Beyond its camp value then, the other reason to watch the movie is the cast. The unspeakably gorgeous Lucy Guttridge (perhaps best known for the 1984 ZAZ movie Top Secret) plays Big Gloria. She’s the weakest link unfortunately — doesn’t have the chops or the right personality for the role. The script tells us she is lascivious, but we never quite see it on the screen. She’s too sweet and nice. And she has so much to fight against in this movie. All of the women she’s fighting are played by 400 pound gorillas: Gertrude (Angela Lansbury), mother-in-law Alice (Bette Davis), her own treacherous mother (Glynis Johns), and an unintentionally hilarious scheming Irish nanny (a typecast Maureen Stapleton).

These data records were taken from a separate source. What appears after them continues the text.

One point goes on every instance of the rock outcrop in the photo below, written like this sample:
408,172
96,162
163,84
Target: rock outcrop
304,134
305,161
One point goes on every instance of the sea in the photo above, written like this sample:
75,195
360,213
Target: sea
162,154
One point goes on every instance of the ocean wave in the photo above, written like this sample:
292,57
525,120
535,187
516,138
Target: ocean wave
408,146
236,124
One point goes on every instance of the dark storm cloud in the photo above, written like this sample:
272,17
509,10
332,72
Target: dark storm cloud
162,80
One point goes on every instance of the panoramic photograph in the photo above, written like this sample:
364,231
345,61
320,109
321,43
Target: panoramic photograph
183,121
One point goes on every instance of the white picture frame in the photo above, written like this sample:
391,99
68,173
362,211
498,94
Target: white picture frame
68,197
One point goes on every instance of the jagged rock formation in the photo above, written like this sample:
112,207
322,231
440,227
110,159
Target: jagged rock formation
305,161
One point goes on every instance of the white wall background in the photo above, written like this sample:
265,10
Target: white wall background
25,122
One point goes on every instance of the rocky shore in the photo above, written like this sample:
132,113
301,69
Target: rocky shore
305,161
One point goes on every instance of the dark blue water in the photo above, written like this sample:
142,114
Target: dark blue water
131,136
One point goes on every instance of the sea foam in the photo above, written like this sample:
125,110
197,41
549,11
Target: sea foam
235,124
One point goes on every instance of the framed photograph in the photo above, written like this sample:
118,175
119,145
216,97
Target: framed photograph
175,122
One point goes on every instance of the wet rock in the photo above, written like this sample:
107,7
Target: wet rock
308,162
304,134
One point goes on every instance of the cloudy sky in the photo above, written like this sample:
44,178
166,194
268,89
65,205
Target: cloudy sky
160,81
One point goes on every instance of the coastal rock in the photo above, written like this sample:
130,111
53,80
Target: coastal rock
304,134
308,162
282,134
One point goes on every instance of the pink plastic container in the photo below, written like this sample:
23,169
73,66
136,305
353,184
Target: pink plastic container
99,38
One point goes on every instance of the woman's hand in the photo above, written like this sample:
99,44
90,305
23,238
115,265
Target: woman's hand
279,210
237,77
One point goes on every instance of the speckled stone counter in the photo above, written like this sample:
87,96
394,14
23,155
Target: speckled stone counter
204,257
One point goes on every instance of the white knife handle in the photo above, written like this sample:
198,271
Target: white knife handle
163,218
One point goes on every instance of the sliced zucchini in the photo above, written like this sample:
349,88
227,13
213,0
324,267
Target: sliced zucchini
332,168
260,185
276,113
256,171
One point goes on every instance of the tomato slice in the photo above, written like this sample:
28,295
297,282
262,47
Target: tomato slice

I mean, the deck is stacked against ya! Christopher Plummer is pretty great as Reginald, summoning the same mischievous drunken charm that allowed him to play Barrymore. Martin Balsam plays Gloria’s sympathetic lawyer, providing the distorting misconception that she’s some kind of martyr instead of a parasite wasting her child’s resources. A pre-Family Ties Michael Gross is a lawyer on the Vanderbilt side. Barnard Hughes is typecast as the judge. John Hillerman is entertaining as Maury Henry Biddle Paul, coiner of the phrase “Cafe Society”, the gossip columnist who narrates the tale. Oh, and Little Gloria is played by Jennifer Dundas, still a successful actress, and co-founder of Blue Marble Ice Cream.

Of course, if you’re looking to do honor to Gloria Vanderbilt on her centennial birthday the best way is probably not to watch a trashy TV movie about her early childhood. The woman wrote, or co-wrote no fewer than half a dozen books of memoirs, and I imagine they’re just as racy. You should read ’em, if you’re one of the 12% who still reads books. Let’s not be part of the problem, eh? If you read a book — any book — instead of watching this show, everyone wins!